Is the high street bank doomed?

30Dec

At the start of December 2015, The Bank of England granted Tandem a banking license. It became the second digital-only bank in the United Kingdom, causing many to predict the downfall of many of the UK's bricks-and-mortar branches.

While challenger banks haven't been met with consistent success - so far they have struggled to compete with high-street banks for market share - this second wave of Fintech banks could see banking become a prime target for digital disruption.

Before Tandem's license was announced, the former CEO of Barclays, Antony Jenkins, predicted a period of upheaval for the banking industry: 'The incumbents risk becoming merely capital providing utilities that operate in a highly regulated, less profitable environment, a situation unlikely to be tolerated by shareholders.' Business Insider called this an 'Uber style disruption' with traditional banks standing to lose half of their workforce, and around 60% of profitability in some divisions.

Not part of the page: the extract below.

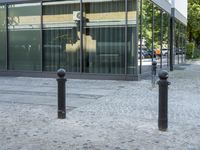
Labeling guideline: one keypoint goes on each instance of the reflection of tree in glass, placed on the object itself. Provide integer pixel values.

Like Uber, Fintech startups have the capacity to do everything a traditional bank can - albeit on a smaller scale to begin with - but faster and cheaper. Due to this, services such as lending and wealth management are likely to be disrupted, causing potentially irreparable damage for the high-street bank. And to some extent, this is already happening. We, for example, featured an article on TransferWise and how they have made international payments cheaper for customers. The company recognized that if we are to operate in a globalized economy the public shouldn't be charged admin fees for transferring money abroad. The service's success shows that banks are already being disrupted, with other companies - such as Funding Circle and Square - doing similar things with lending and payments.

What this will lead to is traditional banks automating their work. Antony Jenkins stated: 'I predict that the number of branches and people employed in the financial services sector may decline by as much as 50% over the next 10 years, and even in a less harsh scenario I expect a decline of at least 20%.'

The rise in Fintech startups was mainly born out of the the 2008 Financial Crisis, which caused real mistrust within the banking industry. It also led to much banking regulation which made customer needs more central to the decision making process. Now, it's a question of whether the industry's  traditional banks can make good on their more customer focused strategies, while also embracing new technologies to improve efficiency. Next year will, however, be crucial to the industry's future and determine whether Fintech startups have a reasonable chance of disrupting the high-street bank.